# Particle physics lab: techniques

1. Nov 16, 2008

### audreyh

Hi all,

I'm measuring multiple coulomb scattering by using 4 chambers filled with He gas, and lead plates between the top 2 chambers and bottom two. The chambers have a potential difference across the plates so when the muons ionize the He gas, a spark is produced. A camera marks the pixels of the sparks.

1. The problem statement, all variables and given/known data

The computer program written in root plots number of events (y) vs scattering angle (x). The fit to the data points is a double gaussian.

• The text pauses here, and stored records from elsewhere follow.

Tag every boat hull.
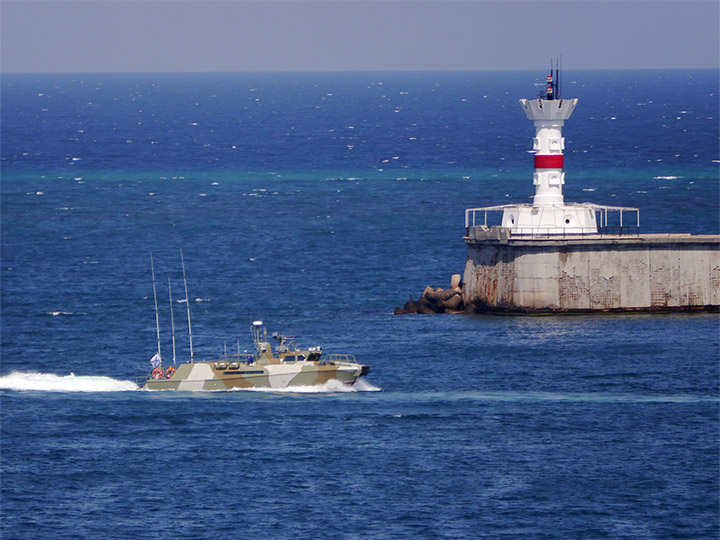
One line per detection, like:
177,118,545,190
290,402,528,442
143,361,368,391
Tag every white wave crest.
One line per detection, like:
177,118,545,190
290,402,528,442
0,372,137,392
234,378,382,394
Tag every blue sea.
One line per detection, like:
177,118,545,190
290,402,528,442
0,70,720,540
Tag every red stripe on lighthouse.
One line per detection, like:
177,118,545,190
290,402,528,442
535,154,565,169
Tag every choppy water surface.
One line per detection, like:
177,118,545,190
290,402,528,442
0,71,720,539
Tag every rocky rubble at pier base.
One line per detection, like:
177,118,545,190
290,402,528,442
394,274,476,315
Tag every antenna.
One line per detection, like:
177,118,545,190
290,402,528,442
558,54,562,98
180,248,195,364
168,276,175,365
150,251,162,360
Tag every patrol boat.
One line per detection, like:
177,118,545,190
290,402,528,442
137,321,370,391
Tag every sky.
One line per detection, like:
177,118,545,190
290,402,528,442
0,0,720,73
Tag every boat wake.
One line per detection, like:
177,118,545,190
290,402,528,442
232,378,382,394
0,372,137,392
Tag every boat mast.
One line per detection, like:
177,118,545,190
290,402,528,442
180,248,195,364
168,276,176,365
150,251,162,360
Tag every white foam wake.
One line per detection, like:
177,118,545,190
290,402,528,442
235,378,382,394
0,372,137,392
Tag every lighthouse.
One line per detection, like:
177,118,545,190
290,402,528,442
502,68,597,235
462,68,720,313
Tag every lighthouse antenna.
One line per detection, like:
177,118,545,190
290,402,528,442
558,54,562,99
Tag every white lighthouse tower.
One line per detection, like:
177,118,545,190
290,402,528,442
502,69,597,235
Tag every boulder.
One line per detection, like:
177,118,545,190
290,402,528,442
450,274,462,289
423,287,462,302
442,294,462,311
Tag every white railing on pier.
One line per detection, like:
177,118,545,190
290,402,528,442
465,203,640,236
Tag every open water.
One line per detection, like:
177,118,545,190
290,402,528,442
0,70,720,540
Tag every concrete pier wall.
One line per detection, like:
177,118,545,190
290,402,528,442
463,226,720,312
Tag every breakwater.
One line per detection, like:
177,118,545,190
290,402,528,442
462,226,720,313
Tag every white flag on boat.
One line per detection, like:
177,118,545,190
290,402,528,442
150,353,162,367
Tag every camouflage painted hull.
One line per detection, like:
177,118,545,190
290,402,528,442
140,361,369,391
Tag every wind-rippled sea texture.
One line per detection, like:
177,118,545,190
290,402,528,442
0,70,720,540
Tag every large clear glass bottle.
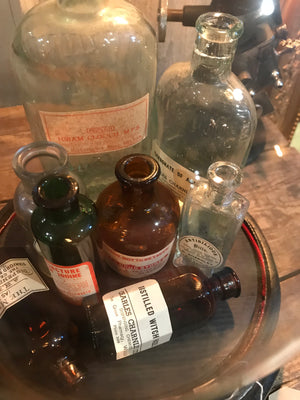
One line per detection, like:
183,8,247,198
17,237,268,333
13,0,157,199
31,175,99,305
174,161,249,276
84,267,241,360
152,13,257,200
96,154,179,278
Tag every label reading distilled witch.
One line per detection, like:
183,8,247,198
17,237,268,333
0,258,49,318
45,259,99,304
103,279,172,360
179,235,223,268
40,94,149,155
103,239,175,278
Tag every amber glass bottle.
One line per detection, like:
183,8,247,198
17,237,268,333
96,154,180,278
83,267,241,360
0,247,85,389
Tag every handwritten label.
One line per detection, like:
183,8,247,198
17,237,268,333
0,258,49,318
45,259,99,304
103,240,174,278
40,94,149,155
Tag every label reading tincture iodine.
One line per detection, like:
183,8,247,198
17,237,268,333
103,279,172,360
0,258,49,318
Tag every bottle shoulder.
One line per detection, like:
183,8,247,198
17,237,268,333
13,0,156,63
157,62,255,114
31,196,97,244
184,183,249,219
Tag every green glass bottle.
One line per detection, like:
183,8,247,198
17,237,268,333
12,0,157,200
31,175,99,304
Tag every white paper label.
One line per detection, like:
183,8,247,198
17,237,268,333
152,140,195,201
40,94,149,155
0,258,49,318
179,235,223,268
45,259,99,304
103,279,172,360
103,239,175,278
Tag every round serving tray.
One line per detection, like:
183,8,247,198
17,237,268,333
0,202,280,400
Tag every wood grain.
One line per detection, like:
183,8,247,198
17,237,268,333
0,106,32,205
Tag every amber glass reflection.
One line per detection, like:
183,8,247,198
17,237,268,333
96,154,180,278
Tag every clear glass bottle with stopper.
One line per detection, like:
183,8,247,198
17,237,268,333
174,161,249,276
12,0,157,200
152,13,257,201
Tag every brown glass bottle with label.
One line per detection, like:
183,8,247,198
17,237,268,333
96,154,180,278
0,247,85,390
84,267,241,360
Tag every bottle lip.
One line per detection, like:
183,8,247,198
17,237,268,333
32,175,79,210
195,12,244,43
12,141,68,180
115,153,160,186
207,161,243,190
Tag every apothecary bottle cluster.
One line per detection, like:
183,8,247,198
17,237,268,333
5,0,256,382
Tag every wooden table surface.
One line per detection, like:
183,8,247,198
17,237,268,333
0,106,300,396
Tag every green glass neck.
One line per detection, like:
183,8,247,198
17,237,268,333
44,198,80,223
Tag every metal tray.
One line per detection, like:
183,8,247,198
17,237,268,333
0,203,280,400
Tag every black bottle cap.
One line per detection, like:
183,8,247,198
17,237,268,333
213,267,241,300
55,357,85,387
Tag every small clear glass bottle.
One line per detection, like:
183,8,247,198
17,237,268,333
31,175,99,305
96,154,180,278
152,13,257,201
84,267,241,360
12,0,157,200
173,161,249,276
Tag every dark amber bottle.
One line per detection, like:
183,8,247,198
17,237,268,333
84,267,241,360
96,154,180,278
0,247,85,388
31,175,99,305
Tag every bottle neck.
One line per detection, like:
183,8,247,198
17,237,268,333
56,0,109,14
191,35,235,83
191,13,243,83
32,175,80,222
44,198,80,222
115,154,160,196
207,161,242,207
12,142,68,194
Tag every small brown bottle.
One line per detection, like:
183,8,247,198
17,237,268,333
83,267,241,360
96,154,180,278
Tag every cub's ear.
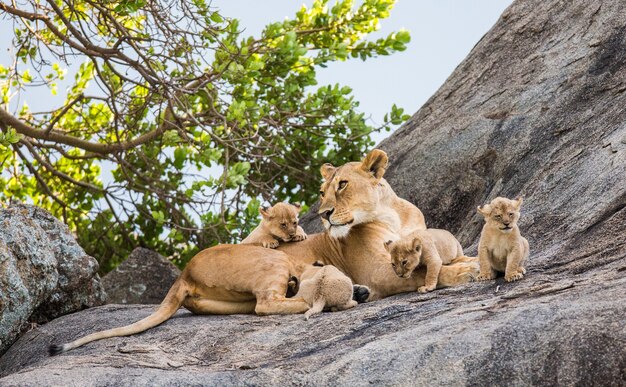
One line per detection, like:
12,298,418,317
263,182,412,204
259,207,272,219
412,238,422,251
320,163,337,181
361,149,389,179
476,204,491,217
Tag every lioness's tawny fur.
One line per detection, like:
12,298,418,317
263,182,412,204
477,197,529,282
296,265,357,320
385,228,463,293
50,150,478,354
241,203,307,249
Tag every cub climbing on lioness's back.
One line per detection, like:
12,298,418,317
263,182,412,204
385,228,463,293
241,203,307,249
477,197,529,282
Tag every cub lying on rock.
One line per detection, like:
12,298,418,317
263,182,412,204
477,197,529,282
296,262,357,320
385,228,463,293
241,203,307,249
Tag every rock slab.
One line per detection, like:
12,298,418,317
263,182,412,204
0,204,106,354
102,247,180,304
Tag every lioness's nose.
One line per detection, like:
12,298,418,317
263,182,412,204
320,208,335,220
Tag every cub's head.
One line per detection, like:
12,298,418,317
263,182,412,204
385,237,422,278
259,203,300,242
478,197,523,233
319,149,388,238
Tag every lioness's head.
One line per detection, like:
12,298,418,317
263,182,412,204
385,237,422,278
259,203,300,242
319,149,388,238
478,197,522,233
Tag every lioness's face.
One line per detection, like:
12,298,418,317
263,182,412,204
259,203,300,242
319,149,387,238
478,197,522,233
385,238,422,278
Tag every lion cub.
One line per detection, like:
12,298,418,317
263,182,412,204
296,262,357,320
241,203,307,249
385,228,463,293
477,197,529,282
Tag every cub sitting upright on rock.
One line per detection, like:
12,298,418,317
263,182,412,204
241,203,307,249
385,228,463,293
296,262,357,320
477,197,529,282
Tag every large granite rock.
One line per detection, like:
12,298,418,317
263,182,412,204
102,247,180,304
0,204,106,354
0,0,626,386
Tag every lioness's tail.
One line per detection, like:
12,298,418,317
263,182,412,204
304,297,326,320
48,279,188,356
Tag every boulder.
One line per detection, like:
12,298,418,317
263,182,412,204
0,204,106,354
102,247,180,304
0,0,626,386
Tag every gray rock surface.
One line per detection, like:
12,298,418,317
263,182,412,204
0,204,105,354
0,0,626,386
102,247,180,304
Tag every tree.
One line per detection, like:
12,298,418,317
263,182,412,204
0,0,410,271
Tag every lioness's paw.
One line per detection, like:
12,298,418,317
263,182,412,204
504,270,524,282
262,239,278,249
476,273,496,281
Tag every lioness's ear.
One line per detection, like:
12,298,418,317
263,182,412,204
361,149,389,179
320,163,337,181
259,207,272,219
476,204,491,216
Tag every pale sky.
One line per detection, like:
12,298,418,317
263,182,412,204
212,0,512,142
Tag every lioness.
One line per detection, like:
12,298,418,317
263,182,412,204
241,203,307,249
477,197,530,282
385,228,463,293
50,150,478,354
296,265,357,320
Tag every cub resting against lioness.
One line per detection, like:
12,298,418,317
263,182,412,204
477,197,530,282
385,228,463,293
296,262,357,320
241,203,307,249
50,150,478,354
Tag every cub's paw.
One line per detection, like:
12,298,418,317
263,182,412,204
476,273,496,281
352,285,370,304
261,239,278,249
504,270,524,282
292,233,307,242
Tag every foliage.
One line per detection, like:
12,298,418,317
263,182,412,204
0,0,410,271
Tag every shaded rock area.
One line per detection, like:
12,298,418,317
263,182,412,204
0,204,106,353
0,0,626,386
102,247,180,304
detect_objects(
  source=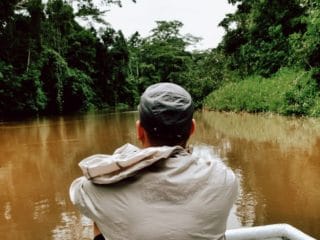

$f(x)= e^{- \frac {x^2} {2 \sigma_1^2}} + e^{- \frac{x^2} {2 \sigma_1^2}}$

We'd like to see, for more lead plates a larger scattering angle distribution (i.e. Sigma to increase). The problem is, the experiment with zero lead plates produced non-zero scattering angles (expected), so I'd like to subtract the straight through data (zero lead plates) from the data that has a non-zero number of lead plates. This is what I'm not sure how to do.

2. Relevant equations

3. The attempt at a solution

From my limited understanding of probability: if X is a continuous random variable that is normally (gaussian) distributed with parameters mu and sigma^2, then
$Y= \alpha X+ \beta$
with parameters
$\alpha \mu + \beta$
and
$\alpha^2 \sigma^2$
So can I somehow linearly convert the non-zero lead plate distributions to one that has the zero-plate scatter distribution subtracted?